The proposed method for hybrid fusion is contrasted to other traditional fusion methods, namely PCA, DWT, GIF, NSCT, PCNN, and CNN. All these strategies are applied as an average for estimated sub-band correlations and optimum value range for high-pass sub-band correlations, with fusion regulations. The proposed methodology is tested using analyzes of subjective and numerical parameters.

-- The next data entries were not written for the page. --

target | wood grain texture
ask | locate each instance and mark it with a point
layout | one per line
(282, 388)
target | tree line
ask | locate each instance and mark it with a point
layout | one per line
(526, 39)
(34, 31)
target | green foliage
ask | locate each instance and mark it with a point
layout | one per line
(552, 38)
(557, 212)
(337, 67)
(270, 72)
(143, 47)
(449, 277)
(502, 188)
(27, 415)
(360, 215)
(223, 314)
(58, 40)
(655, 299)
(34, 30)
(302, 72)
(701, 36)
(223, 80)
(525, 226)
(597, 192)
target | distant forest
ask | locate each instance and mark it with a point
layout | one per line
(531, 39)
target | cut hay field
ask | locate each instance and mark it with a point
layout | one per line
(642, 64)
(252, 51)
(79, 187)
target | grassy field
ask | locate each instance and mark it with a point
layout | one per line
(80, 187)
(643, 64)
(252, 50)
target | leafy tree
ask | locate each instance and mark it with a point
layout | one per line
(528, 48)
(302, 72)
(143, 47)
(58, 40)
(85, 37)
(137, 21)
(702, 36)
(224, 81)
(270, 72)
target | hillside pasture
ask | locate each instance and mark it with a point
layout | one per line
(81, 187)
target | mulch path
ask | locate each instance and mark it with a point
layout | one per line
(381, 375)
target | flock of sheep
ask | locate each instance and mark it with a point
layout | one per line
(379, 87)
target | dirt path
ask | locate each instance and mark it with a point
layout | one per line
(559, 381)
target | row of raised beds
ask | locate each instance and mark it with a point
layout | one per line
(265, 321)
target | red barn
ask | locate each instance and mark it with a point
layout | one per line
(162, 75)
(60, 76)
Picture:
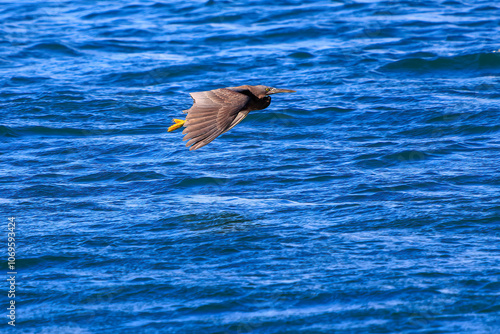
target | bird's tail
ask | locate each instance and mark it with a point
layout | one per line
(177, 124)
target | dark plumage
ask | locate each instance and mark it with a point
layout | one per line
(217, 111)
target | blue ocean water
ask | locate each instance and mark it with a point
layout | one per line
(367, 202)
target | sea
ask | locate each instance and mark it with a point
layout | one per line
(366, 202)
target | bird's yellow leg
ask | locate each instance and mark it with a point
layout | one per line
(178, 123)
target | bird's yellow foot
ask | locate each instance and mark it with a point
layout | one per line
(178, 123)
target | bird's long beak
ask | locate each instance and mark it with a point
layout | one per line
(279, 90)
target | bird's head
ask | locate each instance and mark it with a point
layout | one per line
(262, 91)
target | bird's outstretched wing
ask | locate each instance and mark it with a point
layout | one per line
(212, 114)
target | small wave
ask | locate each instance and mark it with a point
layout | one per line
(49, 50)
(483, 62)
(5, 131)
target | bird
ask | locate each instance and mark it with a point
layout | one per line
(217, 111)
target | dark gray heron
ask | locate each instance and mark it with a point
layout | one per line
(217, 111)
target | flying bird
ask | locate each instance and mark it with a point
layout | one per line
(217, 111)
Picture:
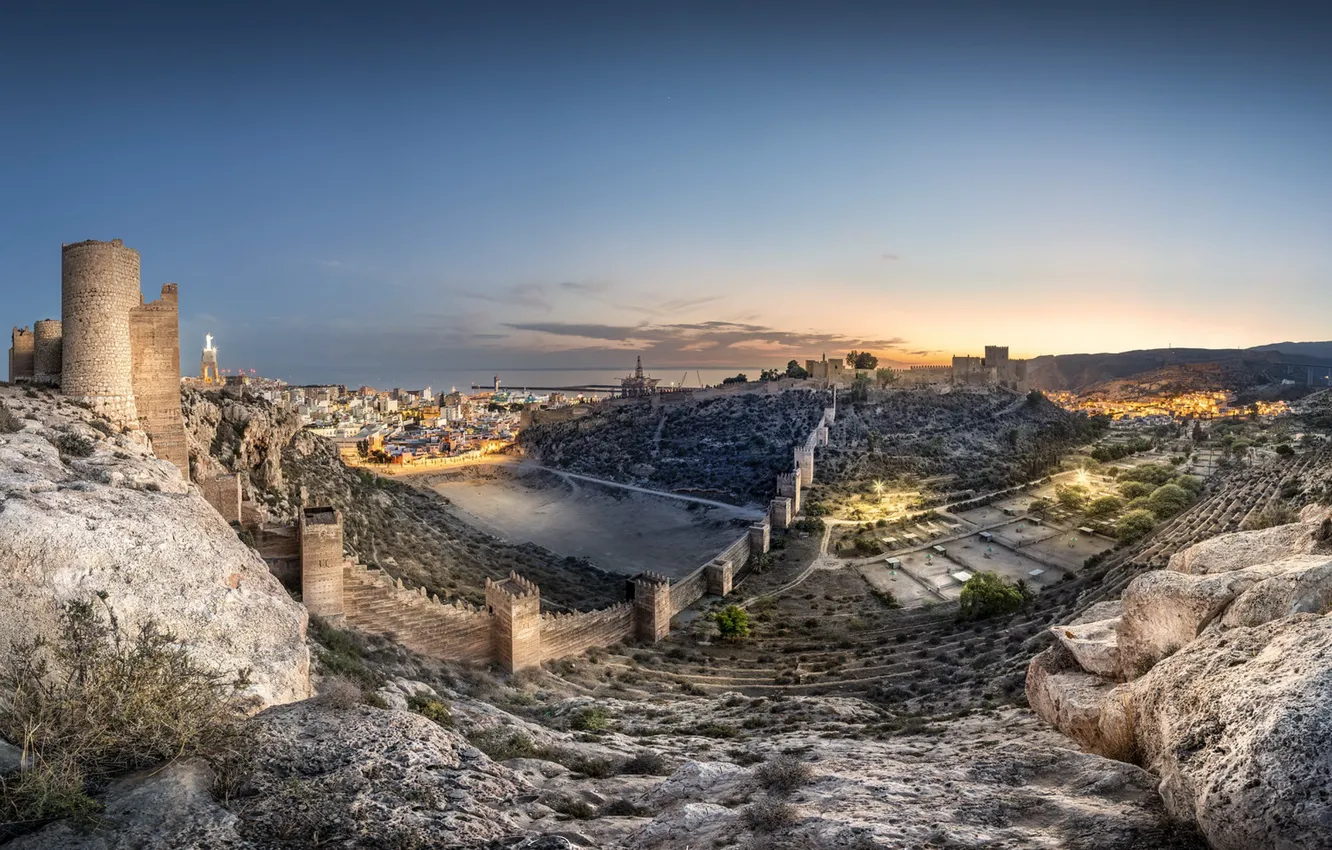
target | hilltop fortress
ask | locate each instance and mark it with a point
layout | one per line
(109, 349)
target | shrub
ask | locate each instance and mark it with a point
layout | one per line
(1135, 489)
(646, 764)
(589, 720)
(783, 774)
(1135, 525)
(9, 424)
(1168, 500)
(733, 622)
(767, 816)
(340, 693)
(95, 702)
(987, 594)
(430, 709)
(73, 445)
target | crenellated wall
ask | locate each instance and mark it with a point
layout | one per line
(155, 376)
(21, 356)
(577, 632)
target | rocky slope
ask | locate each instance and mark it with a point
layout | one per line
(87, 509)
(389, 525)
(1214, 676)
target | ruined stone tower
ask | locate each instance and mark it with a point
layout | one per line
(208, 372)
(516, 605)
(48, 356)
(20, 356)
(321, 561)
(99, 287)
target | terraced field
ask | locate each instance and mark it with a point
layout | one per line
(827, 634)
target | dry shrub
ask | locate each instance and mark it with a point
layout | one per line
(340, 693)
(95, 702)
(9, 424)
(783, 774)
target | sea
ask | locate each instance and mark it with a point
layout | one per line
(553, 377)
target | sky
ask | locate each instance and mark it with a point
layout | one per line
(376, 192)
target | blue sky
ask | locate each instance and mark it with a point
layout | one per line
(370, 192)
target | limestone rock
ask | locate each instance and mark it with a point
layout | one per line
(156, 810)
(147, 540)
(1095, 645)
(369, 778)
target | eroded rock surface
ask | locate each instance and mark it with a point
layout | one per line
(87, 509)
(1223, 686)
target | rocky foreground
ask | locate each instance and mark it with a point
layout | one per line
(1202, 697)
(1216, 676)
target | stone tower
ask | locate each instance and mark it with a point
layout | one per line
(208, 372)
(99, 287)
(652, 606)
(514, 606)
(321, 561)
(20, 356)
(47, 360)
(155, 344)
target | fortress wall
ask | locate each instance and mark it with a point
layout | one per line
(21, 355)
(569, 634)
(47, 355)
(99, 287)
(687, 590)
(224, 493)
(155, 376)
(321, 561)
(378, 605)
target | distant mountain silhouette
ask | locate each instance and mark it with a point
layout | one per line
(1078, 372)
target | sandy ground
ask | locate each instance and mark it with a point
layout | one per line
(620, 530)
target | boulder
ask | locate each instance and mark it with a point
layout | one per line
(112, 520)
(1238, 726)
(160, 809)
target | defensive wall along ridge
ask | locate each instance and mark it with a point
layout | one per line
(510, 630)
(111, 349)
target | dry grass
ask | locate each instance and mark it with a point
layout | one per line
(96, 702)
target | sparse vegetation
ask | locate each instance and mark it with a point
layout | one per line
(9, 424)
(99, 701)
(987, 594)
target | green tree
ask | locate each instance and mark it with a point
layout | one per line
(1168, 500)
(733, 622)
(986, 594)
(1135, 525)
(1103, 506)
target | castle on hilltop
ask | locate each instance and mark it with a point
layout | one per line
(111, 349)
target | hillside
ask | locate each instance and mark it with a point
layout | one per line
(729, 448)
(388, 524)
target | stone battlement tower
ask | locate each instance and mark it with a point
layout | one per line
(111, 349)
(516, 605)
(49, 355)
(99, 287)
(21, 356)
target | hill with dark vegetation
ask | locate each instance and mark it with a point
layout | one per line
(729, 448)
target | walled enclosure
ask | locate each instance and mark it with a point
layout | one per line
(512, 630)
(155, 376)
(109, 349)
(20, 356)
(47, 359)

Figures 8 and 9 display the fusion component and IQI for the six CT-MRI, MRI-SPECT, and MRI-PET picture sets. The findings of the experiments are contrasted with the techniques PCA, DWT, GIF, PCNN, NSCT, and CNN. Compared with other current traditional methods, the proposed NSCT–GIF has higher fusion variable and IQI value.

Fig. 8
figure 8

Comparative analysis for fusion factor

Fig. 9
figure 9

Comparative analysis for Image Quality Index

Figures 10 and 11 demonstrate the comparable mSSIM and cross entropy analysis for the six CT-MRI, MRI-SPECT, and MRI-PET image collections. The outcomes of the experiments are contrasted with the techniques PCA, DWT, GIF, PCNN, NSCT, and CNN. The proposed NSCT-GIF has greater value for mSSIM and is given lower value for cross entropy relative to other traditional strategies that exist.

Fig. 10
figure 10

Comparative analysis for mean structural similarity index

Fig. 11
figure 11

Comparative analysis for cross entropy

Figures 12 and 13 show the comparative study of CT-MRI, MRI-SPECT, and MRI-PET for the EQM and MI for the six set images. The outcomes of the experiments are contrasted with the strategies PCA, DWT, GIF, PCNN, NSCT, and CNN. Similar to the other current traditional methods, the proposed NSCT-GIF and PCNN-GIF have greater value for both EQM and MI.

Fig. 12
figure 12

Comparative analysis for edge quality measure

Fig. 13
figure 13

Comparative analysis for mutual information

Figures 14 and 15 demonstrate the PSNR detailed analysis and the standard deviation for six sets of CT-MRI, MRI-SPECT, and MRI-PET images. The findings of the experiments are contrasted with the methods PCA, DWT, GIF, PCNN, NSCT, and CNN. When compared with other current traditional methods, the proposed NSCT–GIF has higher value for PSNR and standard deviation.

Fig. 14
figure 14

Comparative analysis for PSNR

Fig. 15
figure 15

Comparative analysis for standard deviation

5 Conclusions

This work examined the efficacy of various traditional methods, such as transform and neural network-guided filtering. Based on the convolutional neural networks, Siamese network is implemented to generate a direct mapping from input medical images to a weight map which contains the integrated pixel activity information and hybrid multimodal medical imaging fusion approaches using various assessment parameter values. The best medical imaging fusion approach has been applied using the latest hybrid methods. The suggested hybrid approaches (GIF-NSCT) have provided better results in all other traditional methods. It offers much more image details, better image quality, the fastest processing time, and better visual control. Both of these advantages make it a better selection for a variety of reasons for effective treatment, such as assisting with medical diagnosis. In addition to the proposed algorithm itself, another contribution of this work is that it exhibits greater potential of some deep learning techniques for image fusion, which will be further studied in the future.